The bare bones of this process is available via their website at http://www.theworldcafe.com/. However, I found the book immediately inviting and a joy to own. Time and again I read something and find myself staring into space as new pieces of the jigsaw fall together, like this quote from Fran Peavey in their section on "the art and architecture of powerful questions" p91. "Questions can be like a lever you use to pry open the stuck lid on a paint can.... If we have just a short lever, we can only just crack open the lid on the can. But if we have a longer lever, or a more dynamic question we can open that can up much wider and really stir things up". And the book gives enough examples of long levered questions to fire you up to start generating plenty of your own.

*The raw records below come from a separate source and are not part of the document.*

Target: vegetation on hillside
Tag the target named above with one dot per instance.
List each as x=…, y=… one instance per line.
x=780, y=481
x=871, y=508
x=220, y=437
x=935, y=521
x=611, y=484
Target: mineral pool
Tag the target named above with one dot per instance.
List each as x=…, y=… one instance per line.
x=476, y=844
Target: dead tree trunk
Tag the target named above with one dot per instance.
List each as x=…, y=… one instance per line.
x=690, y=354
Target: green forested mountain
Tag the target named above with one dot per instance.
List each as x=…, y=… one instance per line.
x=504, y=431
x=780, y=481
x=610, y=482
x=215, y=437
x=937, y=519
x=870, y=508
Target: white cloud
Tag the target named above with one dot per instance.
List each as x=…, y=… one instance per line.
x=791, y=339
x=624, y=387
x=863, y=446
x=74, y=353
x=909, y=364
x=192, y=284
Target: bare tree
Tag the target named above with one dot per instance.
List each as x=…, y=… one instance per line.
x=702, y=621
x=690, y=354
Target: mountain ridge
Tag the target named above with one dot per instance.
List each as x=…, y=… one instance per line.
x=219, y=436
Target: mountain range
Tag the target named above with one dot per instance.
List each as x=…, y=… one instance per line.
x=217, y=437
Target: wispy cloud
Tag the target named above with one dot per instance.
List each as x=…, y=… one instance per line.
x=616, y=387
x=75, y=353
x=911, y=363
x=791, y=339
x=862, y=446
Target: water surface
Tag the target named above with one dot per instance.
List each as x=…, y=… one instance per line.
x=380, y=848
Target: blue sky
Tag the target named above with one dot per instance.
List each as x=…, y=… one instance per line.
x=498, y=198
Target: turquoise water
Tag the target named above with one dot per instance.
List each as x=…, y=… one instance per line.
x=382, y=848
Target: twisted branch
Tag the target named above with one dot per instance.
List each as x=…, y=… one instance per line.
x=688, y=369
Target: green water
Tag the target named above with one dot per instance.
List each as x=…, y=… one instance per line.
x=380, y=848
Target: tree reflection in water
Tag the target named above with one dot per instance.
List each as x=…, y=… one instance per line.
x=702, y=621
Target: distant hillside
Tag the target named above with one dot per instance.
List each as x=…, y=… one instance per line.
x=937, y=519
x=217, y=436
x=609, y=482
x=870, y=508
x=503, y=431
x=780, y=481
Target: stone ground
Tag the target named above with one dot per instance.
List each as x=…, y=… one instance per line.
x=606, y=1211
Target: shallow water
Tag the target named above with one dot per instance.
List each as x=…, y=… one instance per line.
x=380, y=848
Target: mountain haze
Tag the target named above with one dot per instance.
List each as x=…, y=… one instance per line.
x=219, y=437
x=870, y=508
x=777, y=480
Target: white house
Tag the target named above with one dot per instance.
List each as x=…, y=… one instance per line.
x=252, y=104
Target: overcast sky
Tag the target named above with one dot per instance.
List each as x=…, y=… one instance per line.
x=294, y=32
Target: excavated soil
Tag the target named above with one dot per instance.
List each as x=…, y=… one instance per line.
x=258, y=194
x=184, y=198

So once everyone is sitting around friendly little café tables in groups of four, using coloured pens for drawing and mindmapping on paper tablecloths, well it just takes those "long levered" questions to open the floodgates of communication. Then at the signal, everyone moves to another table, with one person staying to welcome and host their table. Everyone contributes a report on the conversation they've been having and the cross pollination begins. And then together, the group draws out themes and extends on each other's insights. And by the time everyone moves a third time, either to a new table or back to their original table, common themes have started to emerge. These are drawn together into a group "tablecloth" and wholeness emerges.

For me, this book speaks to my heart and mind using stories, drawings, explanations and questions to describe and illustrate how to host conversations that are "coherent without control". The process is being used by governments and companies around the world, and I will do my best to have my organisation join them as soon as possible.

Good Talk4
Authors David Isaacs and Juanita Brown came up with the idea for the World Café when they tried to rescue a meeting in their home that was threatening to turn into a disaster. Leaders from the Skandia Corporation were supposed to have a discussion on their northern California home’s beautiful patio. Unfortunately, it was pouring. Brown and Isaacs had to squeeze 24 Swedes into their living room. They hastily covered small TV tables with sheets of newsprint anchored with small flower vases. Soon, the place looked like a coffee shop. The delighted guests began conversing immediately, eventually moving among the small groups to hear what others had to say. Thus, the World Café movement was born. Isaacs and Brown include many stories about ways that organizations have used World Café conversations. They provide lists, drawings and discussion questions. Brown’s commentary on process and principles weaves all this together. She makes grand claims for this approach, believing that conversation is the wave of the future and the best way for people to learn and change. Jargon alert: the authors truly adore New Age gobbledygook. One example suffices: "Optimum learning and development occur in systems in which there is a rich web of interactions, along with an environment of novelty where new opportunities and spaces of possibility can be explored." Despite such warm-hearted mush, we recommend this book to managers who are willing to experiment with an innovative meeting format that lets them synthesize experts’ ideas with the experiences of their own people.